Indian Astronaut Shubhanshu Shukla is a part of the 4-person crew, led by Axiom Space's Director of Human Spaceflight Peggy Whitson. The crew also includes Sławosz Uznański-Wiśniewski and Tibor Kapu. The mission comes in despite Musk's calls to deorbit the International Space Station over safety concerns.
The crew will spend over two weeks at the ISS before coming back down to Earth after conducting over 60 experiments in Space. The mission was originally supposed to launch on June 12, but a propellant leak forced SpaceX and Axiom Space to delay the launch.
A Look Back At India's Space Ventures
India has had an active space program for a while, with the country's Space Agency, ISRO, or Indian Space Research Organization, having conducted multiple successful space missions.
The country launched the Chandrayaan-1, the country's maiden lunar probe, in 2008. It was the first Spacecraft developed entirely by the country.

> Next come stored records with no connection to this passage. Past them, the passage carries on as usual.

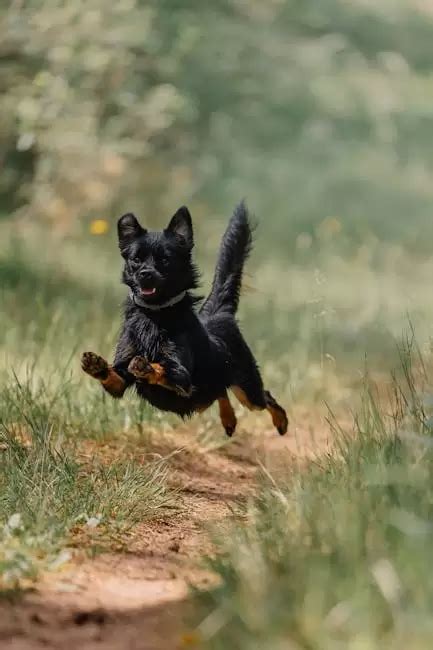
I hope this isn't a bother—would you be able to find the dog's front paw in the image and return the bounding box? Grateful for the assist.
[81,352,108,379]
[174,385,192,397]
[128,357,154,379]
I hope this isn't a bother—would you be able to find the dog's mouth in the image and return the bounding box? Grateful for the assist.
[140,287,156,296]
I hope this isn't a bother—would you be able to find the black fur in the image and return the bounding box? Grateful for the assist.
[83,202,287,433]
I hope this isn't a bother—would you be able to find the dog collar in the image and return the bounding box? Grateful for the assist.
[129,291,186,311]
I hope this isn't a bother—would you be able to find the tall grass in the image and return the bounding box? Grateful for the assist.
[198,336,433,650]
[0,379,176,589]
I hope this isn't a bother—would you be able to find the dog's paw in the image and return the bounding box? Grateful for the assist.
[174,386,192,397]
[128,357,154,379]
[81,352,108,379]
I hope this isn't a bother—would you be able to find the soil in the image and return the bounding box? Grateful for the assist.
[0,414,328,650]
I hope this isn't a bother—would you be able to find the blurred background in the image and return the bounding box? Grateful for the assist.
[0,0,433,428]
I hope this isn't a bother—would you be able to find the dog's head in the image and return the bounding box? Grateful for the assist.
[117,207,197,305]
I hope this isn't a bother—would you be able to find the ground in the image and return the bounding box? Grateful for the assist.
[0,415,328,650]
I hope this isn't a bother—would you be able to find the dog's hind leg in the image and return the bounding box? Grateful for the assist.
[218,393,237,436]
[231,381,289,436]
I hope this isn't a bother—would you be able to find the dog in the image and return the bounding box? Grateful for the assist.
[81,202,288,436]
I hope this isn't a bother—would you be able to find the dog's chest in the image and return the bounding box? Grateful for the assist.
[134,319,172,362]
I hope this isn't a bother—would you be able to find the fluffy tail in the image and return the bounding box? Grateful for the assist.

It was inserted into the lunar orbit on November 8, 2008. ISRO launched Chandrayaan-2, which crashed on the lunar surface in 2019, as well as Chandrayaan-3, which landed on the Moon's surface in 2023.
Besides this, the country also launched the Mars Orbiter Mission, where ISRO launched its first probe towards the planet Mars in 2013. The probe has been orbiting the Red Planet since 2014, and the agency lost contact with the probe in April 2022.
The mission was India's first interplanetary spaceflight and made ISRO only the fourth Agency to send a rover to Mars.
The country also plans on launching its first-ever human space flight vehicle, the Gaganyaan-1. The spacecraft is slated to launch in 2027 and will serve as the basis of ISRO's Human Space Flight Programme.